25 Jan, 12 | by BMJ Group
The captain made a mistake. We don’t know why; misjudgement, show boating, foolishness. After hitting the rocks, he seemed to ignore the consequences, delaying action, almost pretending it didn’t happen, and leaving people fend for themselves. Master of a recently built vessel of such scale, he was clearly at the top of his profession having risen through the ranks. But, no one is immune to weakness; the frailty of human behaviour, self preservation, or failure to do the right thing. Only, this time the ship was the size of a small hospital and he had absolute responsibility for the well being of his passengers and crew. The effect was catastrophic.

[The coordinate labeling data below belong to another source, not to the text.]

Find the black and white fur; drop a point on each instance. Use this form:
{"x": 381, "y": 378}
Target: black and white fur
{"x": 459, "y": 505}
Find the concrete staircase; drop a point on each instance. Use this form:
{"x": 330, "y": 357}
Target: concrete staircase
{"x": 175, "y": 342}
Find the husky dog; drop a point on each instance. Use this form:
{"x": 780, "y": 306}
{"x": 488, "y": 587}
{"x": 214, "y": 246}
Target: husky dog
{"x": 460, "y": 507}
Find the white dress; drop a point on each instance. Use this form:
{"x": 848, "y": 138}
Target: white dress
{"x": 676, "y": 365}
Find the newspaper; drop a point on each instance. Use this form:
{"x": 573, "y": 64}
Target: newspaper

Could this ever happen in healthcare? While it is unlikely that mismanagement would lead to such an immediately dramatic and public disaster, errors could equally harm the well being of many and cost lives. Medicine is not good at admitting mistakes and trying to sort out problems early and fairly. Those stories that make the headlines are just the tip of the iceberg.

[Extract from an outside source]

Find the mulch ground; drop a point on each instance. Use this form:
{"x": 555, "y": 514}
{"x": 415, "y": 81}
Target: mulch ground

Mistakes happen. Often its because procedures are ignored, shortcuts taken, guidelines not followed, or someone thinks they know better. Human error, systems failure, poor communication, misunderstanding. The aircraft industry, after a series of serious mishaps, looked closely at their systems and communication. Relationships were redesigned to allow co pilots and other staff to question decisions without pre-judgement. There are hazards in hierarchies. People can be cowed or bullied; those who quietly point out problems may be ignored, and others remain silent because of a previous uncomfortable experience.
When the review of this Italian shipping disaster is finally released many months hence, the core message will probably include the following—the importance of effective leadership, creating an open culture that allows authority to be questioned, the need to admit errors early and honestly, and do something about it. All pretty straightforward—and its not just about major disasters. We are all human.
Shortly after writing this piece I came across an article by Theodore Dalrymple in the Daily Telegraph who explored this area in much more depth and with great sensitivity.